Identification of High Risk Patients of Hypertension Possible – Thanks to Bioinformatics


With the emergence of Bioinformatics in the country, patients with Hypertension will be able to get access to intensive treatments much quickly.

Scientists have developed a machine learning algorithm that is known to combine 3 variables that were routinely collected during clinic visits in order to improve patient care.

The data that is needed by the patient include his age, history of cardiovascular disease and urinary albumin/creatinine ratio (UACR). This information helped in successfully identifying patients with high blood pressure. A researcher Yang Xie stated that for patients with high blood pressure, the benefits of intensive therapy have provided inconsistent evidence in lowering down the blood pressure.[1]

This is probably the first study that has been done to identify a small subgroup of patients for whom a higher net benefit will be derived from intensive blood pressure treatment.


Scientists made use of patient data that was collected under controlled trials which tested intensive vs. standard blood pressure-lowering treatments — the Action to Control Cardiovascular Risk in Diabetes (ACCORD) trial and the Systolic Blood Pressure Intervention trial (SPRINT).

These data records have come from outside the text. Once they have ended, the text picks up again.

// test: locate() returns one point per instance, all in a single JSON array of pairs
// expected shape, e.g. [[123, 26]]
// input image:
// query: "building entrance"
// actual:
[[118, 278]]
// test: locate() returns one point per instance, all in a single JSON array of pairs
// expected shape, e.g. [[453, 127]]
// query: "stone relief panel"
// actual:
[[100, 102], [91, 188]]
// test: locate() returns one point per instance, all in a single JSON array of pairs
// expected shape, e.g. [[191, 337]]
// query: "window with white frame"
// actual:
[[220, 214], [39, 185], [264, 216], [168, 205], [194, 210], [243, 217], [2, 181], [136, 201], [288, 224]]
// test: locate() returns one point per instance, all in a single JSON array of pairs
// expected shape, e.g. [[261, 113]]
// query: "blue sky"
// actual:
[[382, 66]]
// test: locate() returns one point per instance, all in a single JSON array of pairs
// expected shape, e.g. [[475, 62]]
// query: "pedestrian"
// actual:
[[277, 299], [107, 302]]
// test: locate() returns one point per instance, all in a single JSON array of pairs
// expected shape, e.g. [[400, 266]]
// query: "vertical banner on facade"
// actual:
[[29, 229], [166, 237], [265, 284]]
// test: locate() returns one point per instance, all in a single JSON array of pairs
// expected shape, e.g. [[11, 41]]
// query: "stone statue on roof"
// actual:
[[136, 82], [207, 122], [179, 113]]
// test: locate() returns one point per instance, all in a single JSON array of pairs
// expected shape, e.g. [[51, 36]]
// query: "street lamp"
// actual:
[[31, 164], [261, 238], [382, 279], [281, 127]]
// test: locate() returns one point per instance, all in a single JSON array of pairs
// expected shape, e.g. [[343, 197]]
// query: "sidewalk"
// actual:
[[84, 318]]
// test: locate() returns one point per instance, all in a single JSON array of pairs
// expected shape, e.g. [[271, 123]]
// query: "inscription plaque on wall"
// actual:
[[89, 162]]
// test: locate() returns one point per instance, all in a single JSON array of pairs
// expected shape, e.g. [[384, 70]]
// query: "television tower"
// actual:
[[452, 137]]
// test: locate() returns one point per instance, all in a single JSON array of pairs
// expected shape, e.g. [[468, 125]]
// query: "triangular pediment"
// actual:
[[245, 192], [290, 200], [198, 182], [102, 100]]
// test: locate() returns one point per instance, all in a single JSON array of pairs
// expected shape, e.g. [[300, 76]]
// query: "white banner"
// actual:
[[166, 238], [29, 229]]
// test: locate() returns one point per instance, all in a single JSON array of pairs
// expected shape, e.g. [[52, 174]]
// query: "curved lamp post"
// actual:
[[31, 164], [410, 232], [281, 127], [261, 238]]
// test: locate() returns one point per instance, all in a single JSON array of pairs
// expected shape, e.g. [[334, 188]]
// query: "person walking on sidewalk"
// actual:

In the SPRINT trial 9,361 non-diabetic adults with hypertension who had an elevated risk of a cardiovascular disease were selected, whereas in the ACCORD, 10,251 patients with Type 2 diabetes were enrolled. It is thought that by applying the algorithm, high-risk patients who will benefit the most from intensive blood pressure reduction therapy can be easily identified. By using long-term intensive HBP drug therapy, we can greatly decrease the chances of heart failure and death. However, there are increased chances of development of side effects, as stated by Wanpen Vongpatanasin.

The researchers used machine learning method in order to determine 3 simple criteria to identify adults who had high blood pressure and were at the highest risk for developing major adverse cardiovascular events — such as cardiovascular death, heart attack, or stroke.